Je plongeai des plants de lentilles d’eau (Lemna) dans une solution de carbonate d’ammoniaque contenant une partie de carbonate pour 446 parties d’eau et je les y laissai séjourner de trente à quarante-cinq minutes ; j’examinai alors trois de leurs racines. Chez deux de ces racines, dont les cellules ne contenaient précédemment qu’un liquide limpide, je trouvai alors des petits globules verts. Au bout d’une heure et demie ou deux heures, des globules semblables apparurent dans les cellules sur le bord des feuilles ; mais je ne saurais dire si l’ammoniaque s’était propagée le long des racines ou si elle avait été absorbée directement par les feuilles. Comme une espèce, la Lemna arrhiza n’a pas déracines, cette dernière hypothèse est sans doute la plus probable. Au bout de deux heures et demie, quelques-uns des petits globules verts contenus dans les racines se brisèrent en petits granules animés du mouvement brownien. Je plongeai aussi quelques plants de Lemna pendant une heure trente minutes dans une solution contenant une partie de carbonate de potasse pour 218 parties d’eau, mais je ne pus discerner aucun changement dans les cellules des racines ; toutefois, ces mêmes racines plongées pendant vingt-cinq minutes dans une solution de carbonate d’ammoniaque, faite dans les mêmes proportions, contenaient des petits globules verts.

Je laissai, pendant quelque temps, dans cette même solution, une algue marine verte ; l’effet produit fut très-douteux. D’autre part, une algue marine rouge, aux frondes admirablement pennées, fut très-fortement affectée. Les matières contenues dans les cellules s’agrégèrent en anneaux irréguliers, conservant une teinte rouge, et qui changeaient très-lentement et très-légèrement de forme ; l’espace contenu dans ces anneaux devenait nuageux par suite de la formation de granules rouges. Je ne sais si les faits que je viens d’indiquer sont nouveaux ; en tout cas, ils prouvent qu’on pourrait obtenir sans doute d’intéressants résultats en observant l’action de diverses solutions salines et d’autres liquides sur les racines des plantes.


  1. À en juger d’après certaines observations de M. Heckel, dont je viens de lire le détail dans le Gardener’s Chronicle (10 octobre 1874), un phénomène semblable se produit dans les étamines du Berberis après qu’elles ont été excitées par un attouchement et qu’elles se sont mises en mouvement ; il dit en effet « Le contenu de chaque cellule individuelle se groupe au centre de la cavité. »
  2. J’ai observé souvent chez d’autres plantes ce qui paraît être une vraie séparation de l’utricule primordial des parois des cellules ; cette séparation causée par une solution de carbonate d’ammoniaque peut être aussi le résultat de moyens mécaniques.
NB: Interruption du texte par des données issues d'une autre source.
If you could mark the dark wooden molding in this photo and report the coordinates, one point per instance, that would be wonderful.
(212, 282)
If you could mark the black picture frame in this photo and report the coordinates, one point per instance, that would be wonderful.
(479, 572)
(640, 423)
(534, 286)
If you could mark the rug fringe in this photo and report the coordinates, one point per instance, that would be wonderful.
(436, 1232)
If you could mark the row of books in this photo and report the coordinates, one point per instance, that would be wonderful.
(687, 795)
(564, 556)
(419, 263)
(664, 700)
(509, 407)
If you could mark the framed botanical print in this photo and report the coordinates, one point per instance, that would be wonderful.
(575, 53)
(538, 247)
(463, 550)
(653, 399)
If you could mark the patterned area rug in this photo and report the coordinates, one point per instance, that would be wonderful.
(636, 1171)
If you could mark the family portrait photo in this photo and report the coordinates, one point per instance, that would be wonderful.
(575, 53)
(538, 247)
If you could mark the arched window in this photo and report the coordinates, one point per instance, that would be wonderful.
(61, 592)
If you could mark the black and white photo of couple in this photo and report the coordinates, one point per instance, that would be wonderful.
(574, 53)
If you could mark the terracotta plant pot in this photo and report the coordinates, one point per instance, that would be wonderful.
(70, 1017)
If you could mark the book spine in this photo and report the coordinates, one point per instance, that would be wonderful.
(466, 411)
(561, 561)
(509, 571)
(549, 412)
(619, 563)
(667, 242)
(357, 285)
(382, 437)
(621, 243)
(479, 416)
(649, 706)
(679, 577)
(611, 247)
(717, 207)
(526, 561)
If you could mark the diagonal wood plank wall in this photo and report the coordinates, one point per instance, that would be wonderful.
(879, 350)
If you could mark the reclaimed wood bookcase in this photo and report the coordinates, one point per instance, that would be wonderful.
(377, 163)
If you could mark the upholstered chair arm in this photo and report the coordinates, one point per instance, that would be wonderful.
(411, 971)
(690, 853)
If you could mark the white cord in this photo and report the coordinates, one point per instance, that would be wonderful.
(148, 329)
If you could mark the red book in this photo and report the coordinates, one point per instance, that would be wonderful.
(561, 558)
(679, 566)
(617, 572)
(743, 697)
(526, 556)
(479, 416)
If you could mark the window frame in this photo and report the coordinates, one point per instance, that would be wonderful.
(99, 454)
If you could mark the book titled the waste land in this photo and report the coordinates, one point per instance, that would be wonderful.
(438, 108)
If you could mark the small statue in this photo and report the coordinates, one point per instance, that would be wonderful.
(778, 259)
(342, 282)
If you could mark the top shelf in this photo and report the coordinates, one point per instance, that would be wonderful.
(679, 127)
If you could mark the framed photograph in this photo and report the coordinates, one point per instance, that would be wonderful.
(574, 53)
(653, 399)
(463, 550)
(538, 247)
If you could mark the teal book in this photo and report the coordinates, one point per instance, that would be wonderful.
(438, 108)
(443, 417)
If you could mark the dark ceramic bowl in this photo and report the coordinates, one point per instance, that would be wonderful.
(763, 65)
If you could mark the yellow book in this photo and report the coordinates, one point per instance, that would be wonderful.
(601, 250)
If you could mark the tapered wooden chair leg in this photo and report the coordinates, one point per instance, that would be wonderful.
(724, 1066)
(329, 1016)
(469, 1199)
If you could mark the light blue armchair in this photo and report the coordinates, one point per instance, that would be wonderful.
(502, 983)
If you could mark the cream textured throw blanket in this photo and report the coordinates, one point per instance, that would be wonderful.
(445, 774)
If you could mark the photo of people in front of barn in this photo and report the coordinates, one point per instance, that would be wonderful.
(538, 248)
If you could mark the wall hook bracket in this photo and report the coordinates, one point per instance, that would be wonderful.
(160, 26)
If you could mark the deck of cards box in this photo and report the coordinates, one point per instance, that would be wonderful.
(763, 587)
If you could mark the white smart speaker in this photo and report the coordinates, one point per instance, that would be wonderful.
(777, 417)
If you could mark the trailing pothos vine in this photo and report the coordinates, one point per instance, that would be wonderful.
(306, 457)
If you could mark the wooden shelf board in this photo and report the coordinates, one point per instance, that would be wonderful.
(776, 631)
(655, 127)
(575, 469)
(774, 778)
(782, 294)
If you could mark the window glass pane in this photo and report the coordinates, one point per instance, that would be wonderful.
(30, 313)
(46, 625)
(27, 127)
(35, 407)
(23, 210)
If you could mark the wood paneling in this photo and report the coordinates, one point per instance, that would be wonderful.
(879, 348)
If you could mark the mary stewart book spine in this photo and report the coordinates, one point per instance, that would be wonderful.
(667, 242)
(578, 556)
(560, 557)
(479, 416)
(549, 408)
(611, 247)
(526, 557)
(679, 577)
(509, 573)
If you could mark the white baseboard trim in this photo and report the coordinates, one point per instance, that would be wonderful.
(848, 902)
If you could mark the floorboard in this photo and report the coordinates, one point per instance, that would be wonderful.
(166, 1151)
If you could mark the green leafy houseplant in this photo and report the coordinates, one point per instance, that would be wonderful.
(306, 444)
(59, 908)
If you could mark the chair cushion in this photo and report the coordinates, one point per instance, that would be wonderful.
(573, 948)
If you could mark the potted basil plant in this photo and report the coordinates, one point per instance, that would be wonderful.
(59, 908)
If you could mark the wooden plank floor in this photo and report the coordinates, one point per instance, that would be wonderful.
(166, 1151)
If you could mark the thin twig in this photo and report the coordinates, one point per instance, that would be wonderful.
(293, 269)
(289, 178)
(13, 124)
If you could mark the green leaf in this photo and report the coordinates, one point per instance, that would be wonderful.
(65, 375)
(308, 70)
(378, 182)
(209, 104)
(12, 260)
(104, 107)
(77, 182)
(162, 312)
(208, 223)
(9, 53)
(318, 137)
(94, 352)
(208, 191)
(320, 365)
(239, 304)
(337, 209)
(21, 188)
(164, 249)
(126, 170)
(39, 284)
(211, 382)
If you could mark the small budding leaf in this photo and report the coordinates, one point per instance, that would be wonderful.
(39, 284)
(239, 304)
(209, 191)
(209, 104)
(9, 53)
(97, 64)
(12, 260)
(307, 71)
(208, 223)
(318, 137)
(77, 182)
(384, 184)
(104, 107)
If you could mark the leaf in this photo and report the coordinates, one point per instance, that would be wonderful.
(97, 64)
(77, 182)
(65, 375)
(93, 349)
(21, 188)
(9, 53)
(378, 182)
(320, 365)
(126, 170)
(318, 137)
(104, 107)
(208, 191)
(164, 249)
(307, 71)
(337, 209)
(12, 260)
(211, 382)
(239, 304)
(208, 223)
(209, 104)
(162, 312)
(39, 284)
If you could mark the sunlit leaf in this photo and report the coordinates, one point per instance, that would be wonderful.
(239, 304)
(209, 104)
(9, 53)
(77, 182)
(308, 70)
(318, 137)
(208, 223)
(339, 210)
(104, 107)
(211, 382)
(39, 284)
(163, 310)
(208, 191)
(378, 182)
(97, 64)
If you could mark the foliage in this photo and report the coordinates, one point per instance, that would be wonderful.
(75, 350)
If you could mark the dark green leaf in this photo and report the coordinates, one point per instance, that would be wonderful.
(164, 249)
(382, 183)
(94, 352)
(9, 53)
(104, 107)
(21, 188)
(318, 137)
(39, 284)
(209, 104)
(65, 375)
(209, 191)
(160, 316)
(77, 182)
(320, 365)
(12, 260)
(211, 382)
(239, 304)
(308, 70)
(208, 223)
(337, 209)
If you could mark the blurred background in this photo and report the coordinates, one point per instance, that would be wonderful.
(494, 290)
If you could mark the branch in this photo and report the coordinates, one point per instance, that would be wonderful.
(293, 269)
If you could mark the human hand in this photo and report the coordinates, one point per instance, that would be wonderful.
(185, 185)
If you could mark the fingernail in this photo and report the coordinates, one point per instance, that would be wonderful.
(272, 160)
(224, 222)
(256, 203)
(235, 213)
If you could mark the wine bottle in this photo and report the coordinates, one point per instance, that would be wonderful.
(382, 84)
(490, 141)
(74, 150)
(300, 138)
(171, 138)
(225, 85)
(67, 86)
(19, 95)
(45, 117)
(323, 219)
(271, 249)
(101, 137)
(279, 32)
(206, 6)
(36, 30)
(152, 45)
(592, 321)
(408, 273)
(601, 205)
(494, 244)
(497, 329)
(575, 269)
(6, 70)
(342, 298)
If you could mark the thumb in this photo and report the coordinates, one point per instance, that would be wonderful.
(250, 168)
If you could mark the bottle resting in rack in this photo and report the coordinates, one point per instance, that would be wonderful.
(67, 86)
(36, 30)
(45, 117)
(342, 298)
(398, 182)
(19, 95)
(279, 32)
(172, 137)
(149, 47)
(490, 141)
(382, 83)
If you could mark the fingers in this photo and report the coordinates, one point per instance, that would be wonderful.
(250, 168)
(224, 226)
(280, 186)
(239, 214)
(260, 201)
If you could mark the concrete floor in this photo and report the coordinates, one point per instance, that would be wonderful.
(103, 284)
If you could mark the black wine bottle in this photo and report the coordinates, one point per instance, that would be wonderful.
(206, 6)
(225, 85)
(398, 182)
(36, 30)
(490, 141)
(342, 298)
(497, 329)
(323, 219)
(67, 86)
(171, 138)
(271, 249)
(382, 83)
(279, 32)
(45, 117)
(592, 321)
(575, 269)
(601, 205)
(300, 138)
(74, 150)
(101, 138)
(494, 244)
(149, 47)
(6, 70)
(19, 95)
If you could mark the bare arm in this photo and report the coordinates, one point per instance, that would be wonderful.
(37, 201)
  3. Voir pour les plantes, Sachs, Traité de Bot., 3e éd., 1874, p. 864. Pour les globules du sang, voir : Quarterly Journal of Microscopical Science, avril 1874, p. 185.
  4. Selon Hofmeister (cité par Sachs, Traité de Bot., 1874, p. 958), une pression très-légère exercée sur la membrane cellulaire arrête immédiatement les mouvements du protoplasma et détermine même sa séparation des parois de la cellule. Mais l’agrégation est un phénomène différent, car elle affecte le contenu des cellules et n’affecte que secondairement la couche de protoplasma qui circule le long des parois ; bien que, sans aucun doute, les effets d’une pression ou d’un attouchement exercé sur l’extérieur doive se transmettre à travers cette couche.